Countersignals may seem like pretence, but they offer costly signals that are hard to fake. The brightly coloured fish must be good at swimming, and the stag with oversized antlers better be good in the ring. The knowledgeable person cannot defend a controversial or low status taste without having researched the matter and showing some skill in articulation.
So as Rob Henderson is clear to warn, do not adopt countersignals you can’t afford. Take being Fashionably Late, a signal in which those already popular can afford missing the social networking benefits of being early. However if you’re not well known, you’re better off going sooner and making friends. You legitimately cannot pay the signal’s price.
Which takes us back full circle to the cheese sandwich at the office; at first glance, a masterful display in the art of countersignal. However the countersignal is predicated on everyone knowing my prestige within the food industry (again; 246 subscribers).
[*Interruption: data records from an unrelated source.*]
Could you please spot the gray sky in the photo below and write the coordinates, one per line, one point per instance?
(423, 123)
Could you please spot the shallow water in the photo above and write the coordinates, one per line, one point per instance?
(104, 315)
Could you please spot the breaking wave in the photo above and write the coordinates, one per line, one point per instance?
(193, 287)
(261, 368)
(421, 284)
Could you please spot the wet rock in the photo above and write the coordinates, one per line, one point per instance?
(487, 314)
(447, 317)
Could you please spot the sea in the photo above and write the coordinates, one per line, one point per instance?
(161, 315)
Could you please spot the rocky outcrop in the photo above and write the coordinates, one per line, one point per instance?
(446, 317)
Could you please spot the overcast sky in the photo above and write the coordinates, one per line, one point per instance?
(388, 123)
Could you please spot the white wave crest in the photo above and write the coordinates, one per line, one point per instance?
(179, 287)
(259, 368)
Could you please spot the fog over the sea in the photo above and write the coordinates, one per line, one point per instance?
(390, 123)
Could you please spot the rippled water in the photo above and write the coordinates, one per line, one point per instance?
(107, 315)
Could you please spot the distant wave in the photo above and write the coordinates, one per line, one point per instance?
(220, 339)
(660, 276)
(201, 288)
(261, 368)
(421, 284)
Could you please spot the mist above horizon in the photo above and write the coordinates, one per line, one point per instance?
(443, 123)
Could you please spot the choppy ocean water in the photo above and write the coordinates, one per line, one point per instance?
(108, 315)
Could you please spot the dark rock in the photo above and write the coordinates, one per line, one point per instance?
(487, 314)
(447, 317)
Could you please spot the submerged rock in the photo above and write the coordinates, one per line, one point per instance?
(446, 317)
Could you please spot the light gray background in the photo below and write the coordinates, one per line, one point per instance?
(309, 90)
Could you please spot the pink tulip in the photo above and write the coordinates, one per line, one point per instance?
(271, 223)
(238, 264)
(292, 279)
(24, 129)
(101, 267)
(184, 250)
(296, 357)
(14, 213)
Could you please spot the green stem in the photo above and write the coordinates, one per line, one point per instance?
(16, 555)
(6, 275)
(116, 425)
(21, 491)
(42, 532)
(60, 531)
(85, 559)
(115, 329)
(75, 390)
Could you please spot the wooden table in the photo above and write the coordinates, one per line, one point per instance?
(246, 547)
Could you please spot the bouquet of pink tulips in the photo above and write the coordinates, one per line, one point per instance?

Unfortunately though they do not. In fact they know nothing about me now except that I make limp sandwiches with plastic cheese from the office fridge, and chase it with quavers on a good day, and flaming hot monster munch on a bad one. It’s a cultural blunder on the scale of bringing a KFC back to the office communal dining area. Therefore I have only been mocked for it since, with the nouveau gastronomique sniggering at me over their ostentatious displays of teriyaki salmon donburi.
I want to tell them that I have nothing to prove, but in saying so, I am telling them that I have everything to prove. The true cost of the countersignal has suckered me, and I am left with little other option than to come here and recover the broken shards of my status. I can but endeavour to reach 1,000,000 subscribers, and then in all my fame and glory, those same souls who mocked me will look back to my cheese sandwich, my bag of quavers, my tea, and say; god damn, the man was a genius.
Gourmet Cheese Toastie
You need two things to make a good cheese toastie; a cast iron skillet and a weight. Also you need bread and cheese, though I was assuming that to be a given.
Ingredients
Grated Cheddar Cheese (100-150g per person)
Bread
Butter
Some rogue extra filling?
Pickle/chutney/hot sauce on the side
Heat your cast-iron pan on medium heat until it’s hot. Butter the outside of the bread. Mix cheese with rogue filling if you want to add anything (i.e. leftovers from another meal; roast veg, bolognese…. in today’s case for me kofta curry).
Assemble sandwiches and place a large weight on top of them (in my case I used a le creuset with yesterday’s kofta curry still in it, and put some baking paper between pot and sandwich to stop sandwich getting dirty). Let it cook for about 5 minutes a side. Serve with pickle.